An inventory of the fauna in 1997 documented some 55 species, which was considered a relatively high diversity. Most prevalent were freshwater gastropods, caddisflies, leeches, and beetles. Common fish are perch, silver bream, roach, and zander; but burbot, European smelt, and eel have also been reported. Zander, grass carp, and trout have been introduced. Angling is thus popular in the lake. Crayfish plague struck the lake in 1978 but signal crayfish were reintroduced in 1984.

A number of birds breed along the north-western shore, including Eurasian coot, common moorhen, mallard, and great crested grebe. Lesser spotted woodpecker have been reported in the surrounding forest and the lake is the home of a rare pair of marsh harriers.
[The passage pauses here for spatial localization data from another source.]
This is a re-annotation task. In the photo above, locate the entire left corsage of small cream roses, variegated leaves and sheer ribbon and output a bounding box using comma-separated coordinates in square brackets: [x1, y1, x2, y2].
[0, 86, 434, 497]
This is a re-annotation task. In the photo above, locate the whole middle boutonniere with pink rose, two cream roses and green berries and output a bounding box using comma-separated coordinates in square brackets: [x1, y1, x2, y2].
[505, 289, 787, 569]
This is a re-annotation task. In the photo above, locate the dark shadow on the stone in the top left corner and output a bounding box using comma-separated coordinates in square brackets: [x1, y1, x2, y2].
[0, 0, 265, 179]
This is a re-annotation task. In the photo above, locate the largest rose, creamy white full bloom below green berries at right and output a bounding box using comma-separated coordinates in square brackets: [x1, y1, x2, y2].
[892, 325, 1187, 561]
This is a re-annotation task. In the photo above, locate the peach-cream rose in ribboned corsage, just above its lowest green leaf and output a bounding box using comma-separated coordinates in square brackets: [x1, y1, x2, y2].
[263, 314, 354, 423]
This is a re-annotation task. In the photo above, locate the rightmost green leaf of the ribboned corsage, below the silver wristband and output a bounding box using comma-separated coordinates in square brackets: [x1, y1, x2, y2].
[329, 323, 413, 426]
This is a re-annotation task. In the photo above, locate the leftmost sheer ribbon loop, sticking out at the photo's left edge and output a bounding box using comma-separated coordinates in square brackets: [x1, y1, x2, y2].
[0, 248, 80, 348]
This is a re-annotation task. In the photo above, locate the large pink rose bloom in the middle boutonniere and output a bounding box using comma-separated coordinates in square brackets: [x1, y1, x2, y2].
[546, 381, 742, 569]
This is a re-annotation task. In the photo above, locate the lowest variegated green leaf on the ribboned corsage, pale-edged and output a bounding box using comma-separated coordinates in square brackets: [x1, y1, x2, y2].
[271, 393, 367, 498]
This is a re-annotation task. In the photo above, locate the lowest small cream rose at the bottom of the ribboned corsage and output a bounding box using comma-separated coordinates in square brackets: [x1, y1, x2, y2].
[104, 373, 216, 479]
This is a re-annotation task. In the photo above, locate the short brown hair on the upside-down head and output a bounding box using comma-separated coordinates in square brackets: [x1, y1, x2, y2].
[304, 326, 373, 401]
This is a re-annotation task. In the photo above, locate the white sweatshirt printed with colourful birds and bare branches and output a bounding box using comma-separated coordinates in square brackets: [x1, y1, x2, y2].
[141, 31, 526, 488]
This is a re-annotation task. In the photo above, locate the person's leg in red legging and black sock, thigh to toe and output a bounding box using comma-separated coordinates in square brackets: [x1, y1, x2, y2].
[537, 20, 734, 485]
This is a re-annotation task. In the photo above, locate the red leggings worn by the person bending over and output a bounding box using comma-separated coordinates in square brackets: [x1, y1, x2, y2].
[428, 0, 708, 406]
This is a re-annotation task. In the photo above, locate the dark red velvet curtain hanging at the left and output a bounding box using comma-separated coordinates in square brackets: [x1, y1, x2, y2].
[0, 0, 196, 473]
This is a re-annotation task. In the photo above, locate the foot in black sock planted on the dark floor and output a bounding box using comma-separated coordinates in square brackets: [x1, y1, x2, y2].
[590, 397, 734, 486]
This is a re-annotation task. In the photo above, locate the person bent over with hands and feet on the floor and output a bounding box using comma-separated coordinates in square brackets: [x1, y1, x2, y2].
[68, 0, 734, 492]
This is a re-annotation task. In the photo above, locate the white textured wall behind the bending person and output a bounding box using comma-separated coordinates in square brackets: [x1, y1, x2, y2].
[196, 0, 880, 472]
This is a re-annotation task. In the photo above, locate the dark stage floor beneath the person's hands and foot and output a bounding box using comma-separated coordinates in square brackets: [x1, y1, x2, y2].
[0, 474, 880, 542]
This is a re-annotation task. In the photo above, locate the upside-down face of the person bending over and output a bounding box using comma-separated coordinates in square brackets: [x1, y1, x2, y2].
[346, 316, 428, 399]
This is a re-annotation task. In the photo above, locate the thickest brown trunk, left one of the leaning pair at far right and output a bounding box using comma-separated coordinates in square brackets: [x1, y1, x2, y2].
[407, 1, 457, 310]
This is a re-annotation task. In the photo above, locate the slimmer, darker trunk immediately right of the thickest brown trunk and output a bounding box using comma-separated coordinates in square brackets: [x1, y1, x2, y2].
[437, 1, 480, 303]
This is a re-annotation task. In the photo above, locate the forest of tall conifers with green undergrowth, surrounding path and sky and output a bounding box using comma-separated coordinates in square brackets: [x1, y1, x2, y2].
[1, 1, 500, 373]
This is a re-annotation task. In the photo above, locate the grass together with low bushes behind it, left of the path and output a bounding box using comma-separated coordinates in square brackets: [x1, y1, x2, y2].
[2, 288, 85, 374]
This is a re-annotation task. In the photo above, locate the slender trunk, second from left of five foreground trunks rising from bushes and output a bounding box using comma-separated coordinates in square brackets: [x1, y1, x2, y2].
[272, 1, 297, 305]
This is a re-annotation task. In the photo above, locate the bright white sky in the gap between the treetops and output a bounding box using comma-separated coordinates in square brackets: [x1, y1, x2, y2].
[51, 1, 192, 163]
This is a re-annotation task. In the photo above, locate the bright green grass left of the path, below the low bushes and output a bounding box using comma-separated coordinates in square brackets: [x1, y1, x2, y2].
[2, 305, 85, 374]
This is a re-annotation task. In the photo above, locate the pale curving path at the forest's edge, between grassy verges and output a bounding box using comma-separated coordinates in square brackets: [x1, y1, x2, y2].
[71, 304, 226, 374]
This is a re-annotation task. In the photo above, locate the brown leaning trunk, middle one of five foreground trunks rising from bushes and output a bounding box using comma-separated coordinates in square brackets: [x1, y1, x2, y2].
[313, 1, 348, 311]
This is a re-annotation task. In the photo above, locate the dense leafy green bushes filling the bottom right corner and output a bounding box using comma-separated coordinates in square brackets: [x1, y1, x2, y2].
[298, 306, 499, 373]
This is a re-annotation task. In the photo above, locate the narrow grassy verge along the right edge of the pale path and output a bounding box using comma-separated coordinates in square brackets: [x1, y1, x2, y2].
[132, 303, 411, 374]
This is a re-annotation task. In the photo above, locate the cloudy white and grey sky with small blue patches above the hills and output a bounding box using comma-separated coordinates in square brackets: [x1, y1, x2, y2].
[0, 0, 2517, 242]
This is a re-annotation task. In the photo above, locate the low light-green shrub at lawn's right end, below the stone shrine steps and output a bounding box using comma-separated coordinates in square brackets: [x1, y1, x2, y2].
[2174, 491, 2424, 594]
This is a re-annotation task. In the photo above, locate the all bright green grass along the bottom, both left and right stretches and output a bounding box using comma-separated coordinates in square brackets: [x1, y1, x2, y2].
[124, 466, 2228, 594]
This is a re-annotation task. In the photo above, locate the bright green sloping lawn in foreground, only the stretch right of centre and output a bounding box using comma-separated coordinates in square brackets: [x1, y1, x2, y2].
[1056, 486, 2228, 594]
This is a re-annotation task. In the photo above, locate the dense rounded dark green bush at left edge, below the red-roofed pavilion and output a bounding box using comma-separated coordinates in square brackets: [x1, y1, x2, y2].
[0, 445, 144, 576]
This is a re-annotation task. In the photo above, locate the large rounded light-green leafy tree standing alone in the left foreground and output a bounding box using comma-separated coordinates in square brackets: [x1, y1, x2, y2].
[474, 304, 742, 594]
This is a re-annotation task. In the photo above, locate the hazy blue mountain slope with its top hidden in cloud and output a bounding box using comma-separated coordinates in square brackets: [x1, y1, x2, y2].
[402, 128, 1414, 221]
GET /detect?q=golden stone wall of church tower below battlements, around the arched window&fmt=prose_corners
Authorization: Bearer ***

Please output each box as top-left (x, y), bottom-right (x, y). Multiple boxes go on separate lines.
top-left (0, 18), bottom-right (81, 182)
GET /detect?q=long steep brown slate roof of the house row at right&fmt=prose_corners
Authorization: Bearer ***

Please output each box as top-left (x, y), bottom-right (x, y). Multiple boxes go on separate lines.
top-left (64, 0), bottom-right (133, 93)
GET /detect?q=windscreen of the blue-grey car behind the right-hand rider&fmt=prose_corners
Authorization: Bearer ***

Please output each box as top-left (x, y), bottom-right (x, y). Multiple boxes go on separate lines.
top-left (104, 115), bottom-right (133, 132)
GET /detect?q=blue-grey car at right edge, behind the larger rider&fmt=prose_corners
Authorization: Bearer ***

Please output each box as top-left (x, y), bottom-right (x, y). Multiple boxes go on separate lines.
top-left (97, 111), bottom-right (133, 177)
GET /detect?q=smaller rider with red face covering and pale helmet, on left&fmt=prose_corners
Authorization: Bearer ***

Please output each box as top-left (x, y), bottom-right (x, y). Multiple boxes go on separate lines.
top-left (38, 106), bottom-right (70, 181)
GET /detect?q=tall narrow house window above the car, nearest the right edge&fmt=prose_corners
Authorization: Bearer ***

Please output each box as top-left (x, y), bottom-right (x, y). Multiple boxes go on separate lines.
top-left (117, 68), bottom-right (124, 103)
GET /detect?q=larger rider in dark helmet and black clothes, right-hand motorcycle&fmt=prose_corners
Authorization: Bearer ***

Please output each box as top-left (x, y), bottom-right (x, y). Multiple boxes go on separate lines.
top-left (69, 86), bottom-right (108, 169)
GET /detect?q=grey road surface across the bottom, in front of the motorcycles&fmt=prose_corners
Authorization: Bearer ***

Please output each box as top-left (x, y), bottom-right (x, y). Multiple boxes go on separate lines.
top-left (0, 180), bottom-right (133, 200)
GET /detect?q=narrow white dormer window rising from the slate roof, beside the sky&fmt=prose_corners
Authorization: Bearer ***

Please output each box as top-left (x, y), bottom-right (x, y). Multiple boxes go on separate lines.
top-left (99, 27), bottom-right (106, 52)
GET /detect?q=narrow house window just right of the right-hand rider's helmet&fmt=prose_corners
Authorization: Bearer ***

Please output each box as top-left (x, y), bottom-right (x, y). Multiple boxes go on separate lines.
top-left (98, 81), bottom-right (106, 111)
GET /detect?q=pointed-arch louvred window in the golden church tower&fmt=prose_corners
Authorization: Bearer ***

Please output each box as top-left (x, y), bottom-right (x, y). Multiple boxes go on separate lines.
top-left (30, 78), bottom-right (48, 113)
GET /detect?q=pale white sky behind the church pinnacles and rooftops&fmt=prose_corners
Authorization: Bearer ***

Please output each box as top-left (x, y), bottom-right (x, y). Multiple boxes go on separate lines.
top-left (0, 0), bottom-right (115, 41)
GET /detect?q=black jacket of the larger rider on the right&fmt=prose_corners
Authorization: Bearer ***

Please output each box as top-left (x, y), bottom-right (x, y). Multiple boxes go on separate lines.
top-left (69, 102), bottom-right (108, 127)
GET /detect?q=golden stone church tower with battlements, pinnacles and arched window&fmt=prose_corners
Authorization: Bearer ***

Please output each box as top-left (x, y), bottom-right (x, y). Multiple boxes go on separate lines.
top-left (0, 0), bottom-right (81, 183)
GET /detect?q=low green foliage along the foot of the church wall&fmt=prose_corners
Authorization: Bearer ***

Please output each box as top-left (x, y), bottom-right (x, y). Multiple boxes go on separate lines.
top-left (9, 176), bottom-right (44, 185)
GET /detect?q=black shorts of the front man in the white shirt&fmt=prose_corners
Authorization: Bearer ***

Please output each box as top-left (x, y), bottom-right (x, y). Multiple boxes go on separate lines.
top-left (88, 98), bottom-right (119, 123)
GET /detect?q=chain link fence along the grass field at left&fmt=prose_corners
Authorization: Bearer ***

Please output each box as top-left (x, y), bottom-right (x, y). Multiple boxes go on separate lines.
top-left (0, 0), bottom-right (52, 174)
Black-headed gull, common gull, herring gull, common tern, osprey, heron, Canada goose, mute swan, and greylag goose have been sighted. Breeding species include great crested grebe, common teal, common snipe, and reed bunting. Only occasionally seen are garganey, common kingfisher, osprey, and gadwall.

Frog fry was reported in 2001 near the inflow of the lake, an indication amphibians are resettling the area. Several species of bats have been sighted around the lake.